Problem 4

Question

Find two numbers whose product is \(-12\) and the sum of whose squares is a minimum.

Step-by-Step Solution

Verified
Answer
The numbers are approximately \(2\sqrt{3}\) and \(-\sqrt{3}\) or their negatives.
1Step 1: Define the Variables
Let the two numbers be \(x\) and \(y\). We have two conditions to satisfy: 1. The product of the numbers should be \(xy = -12\).2. We need to minimize the sum of their squares, which is \(x^2 + y^2\).
2Step 2: Express One Variable in Terms of the Other
Given that \(xy = -12\), we can express \(y\) in terms of \(x\):\[ y = \frac{-12}{x} \].
3Step 3: Formulate the Objective Function
Substitute \(y = \frac{-12}{x}\) into the expression we need to minimize:\[ f(x) = x^2 + \left(\frac{-12}{x}\right)^2 = x^2 + \frac{144}{x^2} \].
4Step 4: Differentiate the Objective Function
Find the derivative of the objective function to locate critical points:\[ f'(x) = 2x - \frac{288}{x^3} \].
5Step 5: Solve for Critical Points
Set the derivative equal to zero to find critical points:\[ 2x - \frac{288}{x^3} = 0 \].Solve for \(x\):\[ 2x^4 = 288 \] \[ x^4 = 144 \]\[ x = \sqrt[4]{144} \approx \pm \sqrt{12} \approx \pm 2\sqrt{3} \].
6Step 6: Determine Values of the Variables
With \(x = 2\sqrt{3}\), solve for \(y = \frac{-12}{x} = \frac{-12}{2\sqrt{3}} = -\sqrt{3}\).With \(x = -2\sqrt{3}\), solve for \(y = \frac{-12}{x} = \sqrt{3} \).
7Step 7: Verify Minimum
To confirm these values correspond to a minimum, consider the second derivative of \(f(x)\).\[ f''(x) = 2 + \frac{864}{x^4} \] Since \(f''(x) > 0\) for all \(x eq 0\), the critical points correspond to local minima.

Key Concepts

Critical PointsSecond Derivative TestObjective Function
Critical Points
In calculus optimization problems, identifying critical points is an essential step. These points are where the first derivative of a function is zero or undefined. For our problem, we initially expressed the objective function as \( f(x) = x^2 + \frac{144}{x^2} \).

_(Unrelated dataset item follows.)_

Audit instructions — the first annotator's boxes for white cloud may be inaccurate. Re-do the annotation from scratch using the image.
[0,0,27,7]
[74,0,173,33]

We then found the derivative, \( f'(x) = 2x - \frac{288}{x^3} \), and set it to zero to find critical points:
  • By solving \( 2x - \frac{288}{x^3} = 0 \), we derived the equation \( 2x^4 = 288 \) and simplified this to \( x^4 = 144 \).
  • From this, it follows that \( x = \pm \sqrt[4]{144} \), which presents two critical values, \( x = 2\sqrt{3} \) and \( x = -2\sqrt{3} \).
The critical points allow us to identify potential locations for local minima or maxima. However, to determine whether these correspond to a minimum, we need further analysis using techniques such as the second derivative test.
Second Derivative Test
The second derivative test is a crucial tool in calculus for determining the nature of critical points. Once critical points are identified, as with our function's \( x = \pm 2\sqrt{3} \), we apply this test to ascertain if they correspond to minima, maxima, or points of inflection.

For our problem, the second derivative of the function is \( f''(x) = 2 + \frac{864}{x^4} \). Importantly:
  • Since \( f''(x) = 2 + \frac{864}{x^4} \) simplifies to a form that is always positive for all \( x eq 0 \), it indicates that \( f(x) \) is concave upwards around these critical points.
  • The fact that the second derivative is positive implies that both critical points of \( x = 2\sqrt{3} \) and \( x = -2\sqrt{3} \) are indeed local minima.
The second derivative, therefore, verifies the hypothesis from the first derivative that these points manifest the minimizing condition required in the optimization problem.
Objective Function
The objective function in an optimization problem is the expression we need to optimize, either to find a minimum or a maximum. In our problem, we aim to minimize the sum of the squares of two numbers \( x \) and \( y \) where their product is \(-12\). Here's how we derive the objective function:

By expressing \( y \) in terms of \( x \) with \( y = \frac{-12}{x} \), the original condition \( x^2 + y^2 \) becomes:
  • \( f(x) = x^2 + \left( \frac{-12}{x} \right)^2 \), which simplifies to \( f(x) = x^2 + \frac{144}{x^2} \).
This function describes the quantity we aim to minimize. When phrased in these terms, the optimization process involves finding values of \( x \) and \( y \) that make this function as small as possible. By analyzing this function, we identify the best solution to the problem, ensuring optimal use of calculus techniques like both derivative tests.